Из-за прионной атаки сенсорные ворота таламуса намертво зависали в постоянно открытом положении. В результате больные не могли отключить восприятие внешнего мира, а значит, погрузиться в благословенный сон, в котором так отчаянно нуждались. Никакая доза снотворного или другого лекарства не могла закрыть эти сенсорные ворота. К тому же команды о подготовке ко сну (замедление пульса и метаболизма, снижение кровяного давления и внутренней температуры тела), которые мозг посылал телу, рассеивались в поврежденном таламусе, не доходя до нужных тканей и органов и окончательно убивая надежду больного на здоровый сон.

В настоящее время перспективы лечения фатальной семейной бессонницы весьма туманны. Некоторый интерес у медиков вызвал доксициклин — новый антибиотик, который якобы замедляет скорость накопления неисправного протеина при других прионных расстройствах, таких как уже упоминавшаяся болезнь Крейтцфельдта–Якоба, или так называемое коровье бешенство. В настоящее время проходят клинические испытания этой потенциальной панацеи.

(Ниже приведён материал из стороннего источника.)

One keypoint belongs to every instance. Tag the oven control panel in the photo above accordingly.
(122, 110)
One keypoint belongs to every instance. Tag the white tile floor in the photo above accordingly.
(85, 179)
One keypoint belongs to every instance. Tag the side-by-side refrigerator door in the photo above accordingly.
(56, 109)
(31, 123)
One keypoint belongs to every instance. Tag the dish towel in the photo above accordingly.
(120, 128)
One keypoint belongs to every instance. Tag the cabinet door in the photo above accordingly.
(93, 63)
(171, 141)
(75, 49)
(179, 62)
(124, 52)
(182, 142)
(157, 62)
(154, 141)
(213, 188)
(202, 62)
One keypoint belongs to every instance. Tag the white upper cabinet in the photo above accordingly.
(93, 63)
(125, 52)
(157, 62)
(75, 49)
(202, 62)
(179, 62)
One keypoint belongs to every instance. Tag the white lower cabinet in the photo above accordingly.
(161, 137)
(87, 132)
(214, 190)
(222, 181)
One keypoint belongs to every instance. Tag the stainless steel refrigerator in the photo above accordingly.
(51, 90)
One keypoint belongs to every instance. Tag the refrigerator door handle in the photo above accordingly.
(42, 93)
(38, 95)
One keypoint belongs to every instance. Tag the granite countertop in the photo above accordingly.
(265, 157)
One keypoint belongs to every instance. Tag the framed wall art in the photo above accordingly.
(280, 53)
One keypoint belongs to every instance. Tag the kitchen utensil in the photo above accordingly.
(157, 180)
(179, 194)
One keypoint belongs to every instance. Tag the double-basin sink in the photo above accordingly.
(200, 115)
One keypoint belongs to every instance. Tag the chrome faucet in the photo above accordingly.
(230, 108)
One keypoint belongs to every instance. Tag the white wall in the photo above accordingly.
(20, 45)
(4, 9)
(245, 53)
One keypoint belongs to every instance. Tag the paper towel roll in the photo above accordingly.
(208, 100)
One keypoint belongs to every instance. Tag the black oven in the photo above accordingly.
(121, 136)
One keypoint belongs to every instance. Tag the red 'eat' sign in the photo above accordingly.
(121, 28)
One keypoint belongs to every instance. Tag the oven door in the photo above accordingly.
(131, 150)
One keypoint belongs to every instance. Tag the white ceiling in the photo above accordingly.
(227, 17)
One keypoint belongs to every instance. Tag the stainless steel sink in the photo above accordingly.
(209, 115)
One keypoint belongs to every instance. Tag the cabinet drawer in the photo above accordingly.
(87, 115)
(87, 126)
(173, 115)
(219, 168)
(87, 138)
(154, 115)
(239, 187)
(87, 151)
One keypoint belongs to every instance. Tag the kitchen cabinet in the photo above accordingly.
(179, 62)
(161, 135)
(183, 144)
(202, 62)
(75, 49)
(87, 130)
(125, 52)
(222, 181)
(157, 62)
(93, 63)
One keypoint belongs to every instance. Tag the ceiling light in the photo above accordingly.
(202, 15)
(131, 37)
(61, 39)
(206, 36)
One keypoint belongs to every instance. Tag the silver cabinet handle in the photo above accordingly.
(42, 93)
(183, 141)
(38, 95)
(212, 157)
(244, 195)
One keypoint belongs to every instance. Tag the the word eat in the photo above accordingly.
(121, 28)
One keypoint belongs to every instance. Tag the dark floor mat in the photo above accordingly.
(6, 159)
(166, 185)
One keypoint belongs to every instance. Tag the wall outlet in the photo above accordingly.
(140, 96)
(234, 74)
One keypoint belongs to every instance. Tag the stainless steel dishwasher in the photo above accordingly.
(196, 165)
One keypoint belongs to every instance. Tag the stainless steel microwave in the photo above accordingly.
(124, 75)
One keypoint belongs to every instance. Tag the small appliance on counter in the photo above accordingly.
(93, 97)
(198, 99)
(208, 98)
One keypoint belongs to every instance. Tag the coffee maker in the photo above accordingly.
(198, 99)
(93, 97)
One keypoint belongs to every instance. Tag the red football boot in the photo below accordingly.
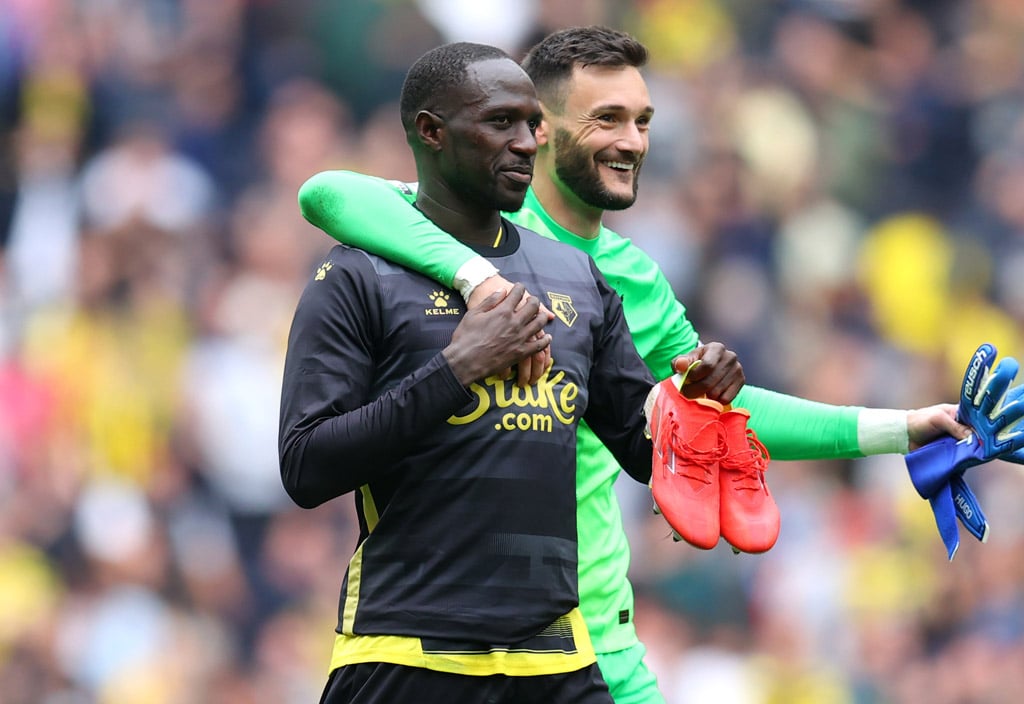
(688, 440)
(749, 517)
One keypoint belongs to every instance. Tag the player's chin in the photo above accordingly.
(510, 200)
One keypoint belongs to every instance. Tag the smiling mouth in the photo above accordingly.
(621, 167)
(519, 176)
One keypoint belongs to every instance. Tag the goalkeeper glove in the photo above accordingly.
(994, 411)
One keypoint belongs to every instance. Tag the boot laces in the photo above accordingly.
(688, 460)
(748, 466)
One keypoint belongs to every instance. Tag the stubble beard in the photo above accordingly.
(576, 168)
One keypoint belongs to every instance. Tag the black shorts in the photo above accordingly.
(377, 683)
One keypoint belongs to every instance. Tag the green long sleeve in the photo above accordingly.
(794, 428)
(373, 214)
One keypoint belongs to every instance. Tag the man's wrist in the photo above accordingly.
(883, 431)
(471, 274)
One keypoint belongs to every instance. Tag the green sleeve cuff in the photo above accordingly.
(797, 429)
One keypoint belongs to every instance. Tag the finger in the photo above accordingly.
(682, 362)
(524, 370)
(517, 296)
(491, 302)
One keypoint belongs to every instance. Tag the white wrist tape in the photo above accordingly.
(883, 431)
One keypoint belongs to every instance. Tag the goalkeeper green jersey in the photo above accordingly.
(368, 213)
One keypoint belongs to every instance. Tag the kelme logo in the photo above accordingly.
(440, 306)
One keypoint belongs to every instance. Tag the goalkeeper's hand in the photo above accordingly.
(994, 412)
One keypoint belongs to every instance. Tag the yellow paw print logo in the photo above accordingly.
(322, 271)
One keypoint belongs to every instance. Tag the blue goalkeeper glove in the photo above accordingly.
(994, 411)
(991, 406)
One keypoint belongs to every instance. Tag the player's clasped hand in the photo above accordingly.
(530, 368)
(497, 335)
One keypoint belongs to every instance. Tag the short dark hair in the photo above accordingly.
(551, 61)
(437, 74)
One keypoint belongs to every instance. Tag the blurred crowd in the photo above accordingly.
(836, 189)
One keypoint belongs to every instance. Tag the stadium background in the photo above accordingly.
(836, 187)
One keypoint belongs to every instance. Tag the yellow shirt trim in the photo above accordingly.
(508, 660)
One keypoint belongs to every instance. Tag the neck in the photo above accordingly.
(567, 210)
(468, 225)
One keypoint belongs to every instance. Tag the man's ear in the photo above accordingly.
(544, 129)
(429, 128)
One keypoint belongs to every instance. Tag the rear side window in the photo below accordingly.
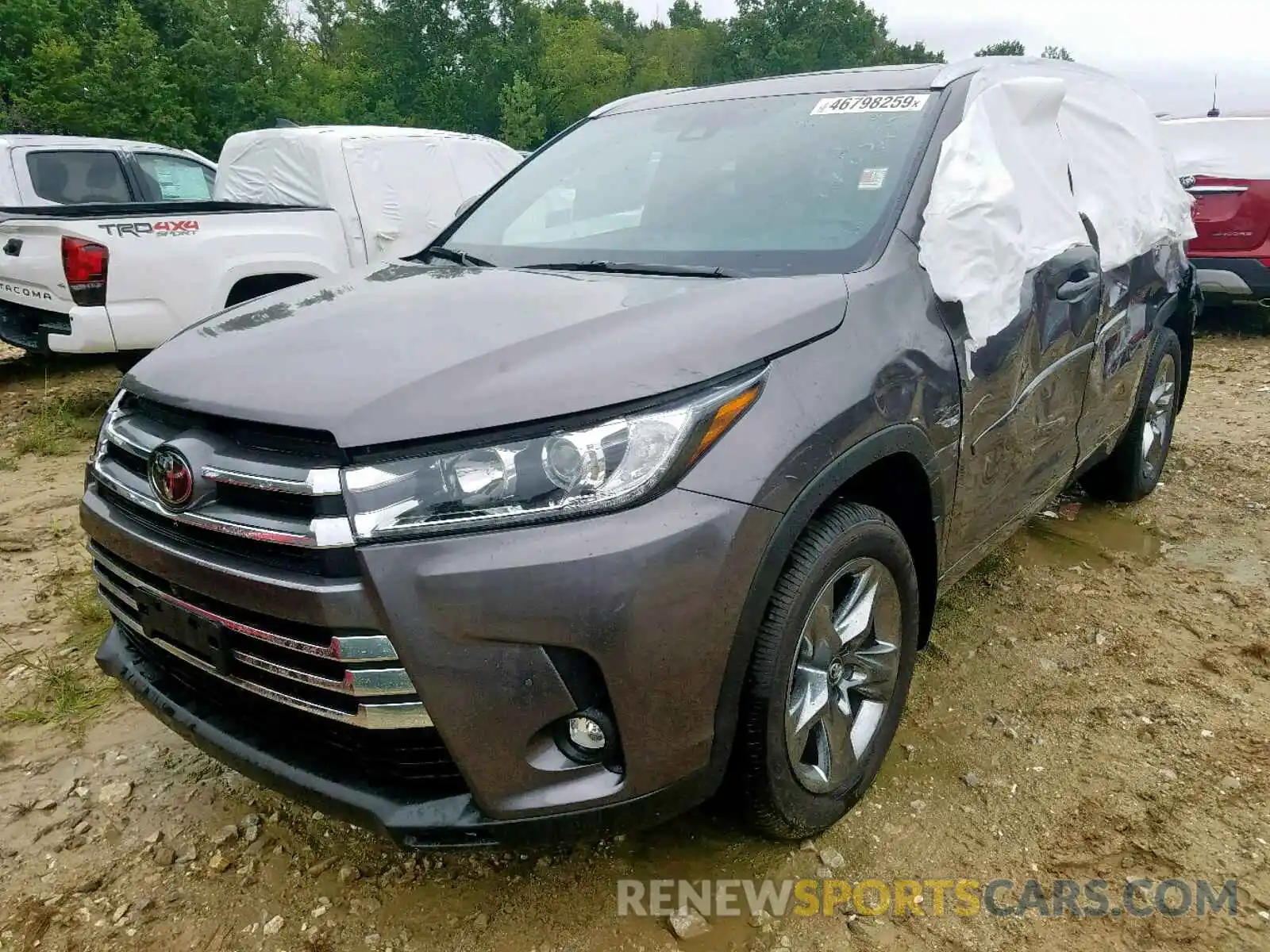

Кроме поиска возможности лечения и лекарств, в контексте этой болезни возникает один этический вопрос. Поскольку FFI передается по наследству, мы можем ретроспективно проследить ее наследование. Родословная болезни берет начало в Европе, а именно в Италии, где живет несколько семей, страдающих от этого заболевания. Тщательное, почти детективное расследование откатывает эту генетическую хронологическую границу в еще более ранние времена — в конец XVIII века к венецианскому доктору, болевшему похожим недугом. Сам же ген, без сомнения, родился намного раньше этого человека. Однако важнее не отследить прошлое болезни, а предсказать ее будущее. Генетическая наследственность поднимает почти евгенический вопрос: если гены вашего семейства говорят о том, что однажды вас может поразить FFI, захотите ли вы узнать свою судьбу? Дальше — больше: если вы знаете, что являетесь носителем вредоносного гена и еще не завели детей, готовы ли вы к тому, чтобы не заводить их, прервав передачу этой болезни следующему поколению? На эти вопросы нет простых ответов, и, разумеется, никакая наука не может (и, возможно, не должна) их предлагать, поскольку это еще один жестокий виток спирали и без того ужасного заболевания.